In the bread and cheese aisle of my small local supermarket the other day there were three large pallets containing goods for re-stocking the shelves. In charge of those were three young men transferring the goods from pallets to shelves. They were chatting to each other and laughing about their jolly weekend.

I wanted to select a pack of bread rolls. There was a pallet in the way. The man in charge of it was so caught up with the riveting account of what he'd got up to that he didn't notice me trying to reach across. Indeed, several times he looked straight through me. Amazing, I was invisible! How did I do that?

I waited. After all, people have jobs to do and I wasn't in a hurry. I leaned against the shelves on the other side of the aisle and listened to the conversation. It was bog standard for a weekend by the sound of it – a footie match, a few bevvies at the pub afterwards, and a barbie on the Sunday with a bit of a rave-up that went on, and on, and on ... yeah, no, ha ha, ho hum.

Enough. With some difficulty I reached up and across the pallet, said "excuse me" and managed to scratch down a pack of rolls. The three of them chattered on, oblivious.

It occurs to me that there must be a fortune to be made here, if I could only work out what the magic was. Could it be bottled? Would it need some kind of manufacturing process? Imagine how interesting it would be to wander round at will, watching and listening without being seen. But hey – that's what happens now. Anyway the technique still needs work. It's all very well to be invisible, but it can be inconvenient. It would be handy to be able to turn the magic off now and then.

NB: for some reason I can't upload pictures from my computer any more. If anyone knows why, please tell me.

Tuesday, January 1, 2013

EAT MORE BUGS

According to the radio this morning, one in four people in Britain is obese. Not just overweight, or piling it on a bit, or chubby – OBESE.

It seems that doctors – some of whom are presumably included in that one in four – don't take this seriously enough. Their bumper-sticker advice is to eat more fruit and vegetables and take some exercise. Excellent idea, we should all do more of both.
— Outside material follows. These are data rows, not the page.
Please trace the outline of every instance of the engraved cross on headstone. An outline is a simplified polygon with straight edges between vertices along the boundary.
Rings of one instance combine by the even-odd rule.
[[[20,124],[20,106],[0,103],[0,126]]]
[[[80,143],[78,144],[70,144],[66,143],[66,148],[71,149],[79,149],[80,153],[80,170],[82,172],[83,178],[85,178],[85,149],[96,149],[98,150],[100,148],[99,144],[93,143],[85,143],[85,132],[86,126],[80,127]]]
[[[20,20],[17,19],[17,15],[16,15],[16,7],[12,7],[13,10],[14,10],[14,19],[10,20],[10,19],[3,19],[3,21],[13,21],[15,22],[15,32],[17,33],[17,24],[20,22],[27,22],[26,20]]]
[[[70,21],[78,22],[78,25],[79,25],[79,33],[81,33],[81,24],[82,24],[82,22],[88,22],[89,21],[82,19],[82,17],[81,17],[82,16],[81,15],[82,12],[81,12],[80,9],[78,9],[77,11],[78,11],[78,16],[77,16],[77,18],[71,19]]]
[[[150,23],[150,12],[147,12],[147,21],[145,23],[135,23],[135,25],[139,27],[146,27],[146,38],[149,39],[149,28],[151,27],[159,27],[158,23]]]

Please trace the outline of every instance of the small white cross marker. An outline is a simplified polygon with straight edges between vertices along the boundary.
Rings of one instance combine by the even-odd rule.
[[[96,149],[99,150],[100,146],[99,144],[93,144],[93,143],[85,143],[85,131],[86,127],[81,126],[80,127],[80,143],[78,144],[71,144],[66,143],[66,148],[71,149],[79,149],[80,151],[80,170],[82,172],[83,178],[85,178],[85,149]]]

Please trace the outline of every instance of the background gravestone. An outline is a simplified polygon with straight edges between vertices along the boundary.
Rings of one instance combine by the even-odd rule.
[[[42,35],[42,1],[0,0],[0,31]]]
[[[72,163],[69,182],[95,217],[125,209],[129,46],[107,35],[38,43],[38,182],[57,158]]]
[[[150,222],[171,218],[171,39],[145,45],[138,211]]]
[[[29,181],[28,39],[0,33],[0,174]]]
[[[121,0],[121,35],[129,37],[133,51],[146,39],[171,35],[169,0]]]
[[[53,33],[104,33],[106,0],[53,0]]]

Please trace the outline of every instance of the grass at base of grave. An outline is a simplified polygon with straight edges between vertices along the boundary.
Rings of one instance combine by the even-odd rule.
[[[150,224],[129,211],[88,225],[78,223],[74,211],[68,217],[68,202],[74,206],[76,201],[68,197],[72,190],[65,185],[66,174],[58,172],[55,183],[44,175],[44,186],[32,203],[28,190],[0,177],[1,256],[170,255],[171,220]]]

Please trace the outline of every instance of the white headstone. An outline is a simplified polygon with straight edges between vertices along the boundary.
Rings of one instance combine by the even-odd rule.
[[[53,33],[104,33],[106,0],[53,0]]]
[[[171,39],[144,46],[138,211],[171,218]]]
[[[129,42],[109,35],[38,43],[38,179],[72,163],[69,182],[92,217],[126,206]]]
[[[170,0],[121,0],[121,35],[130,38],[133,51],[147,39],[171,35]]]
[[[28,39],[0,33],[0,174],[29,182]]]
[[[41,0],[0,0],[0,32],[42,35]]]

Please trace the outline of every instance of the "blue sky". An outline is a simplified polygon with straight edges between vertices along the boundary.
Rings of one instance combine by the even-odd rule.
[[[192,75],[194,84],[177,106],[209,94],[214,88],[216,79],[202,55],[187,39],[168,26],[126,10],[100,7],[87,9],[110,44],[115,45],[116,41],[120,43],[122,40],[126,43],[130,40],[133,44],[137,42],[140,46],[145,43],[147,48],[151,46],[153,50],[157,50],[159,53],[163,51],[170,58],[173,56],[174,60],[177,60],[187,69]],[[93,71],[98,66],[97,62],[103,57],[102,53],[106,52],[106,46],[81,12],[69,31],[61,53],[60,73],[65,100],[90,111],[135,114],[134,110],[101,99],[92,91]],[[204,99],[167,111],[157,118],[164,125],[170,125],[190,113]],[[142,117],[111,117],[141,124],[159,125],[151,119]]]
The trouble is that those who enjoy exercise do it. Everyone else hates it and won't do it. Anything that you have to do only because it's good for you is not going to get done for long. Just ask anyone who signs up for a year's gym membership in the guilty wake of Christmas over-indulgence.

That leaves the fruit and vegetables. There is a small but insistent lobby that wants greens to be cheap so that everyone will buy them instead of the sweet and fatty things that they actually want. Oh come on. People don't buy greens because they don't like them. They don't like them because they haven't been taught to like them. Greens could be cheap as chips but they would rather have the chips.

But there is hope. Again according to the radio, there is a school of thought that says part of the obesity problem is that we are swallowing too many anti-biotics. These kill the bad bugs, but they also kill the good bugs that we need to keep us healthy. I'm not sure how this affects our tendency to obesity, but perhaps I wasn't paying enough attention. However, it seems that we also obsess about keeping our houses too clean, and stop our children eating dirt. Well, that's what I heard, this morning, on the radio, but it was a bit early for me. I might have dropped off now and again and missed the connection.

Anyway, if I got it right, the answer to the obesity problem is to leave our houses to gather dust, stop fussing with the disinfectants and household cleaners, and let our children mess about in the dirt. Oh, and eat more bugs.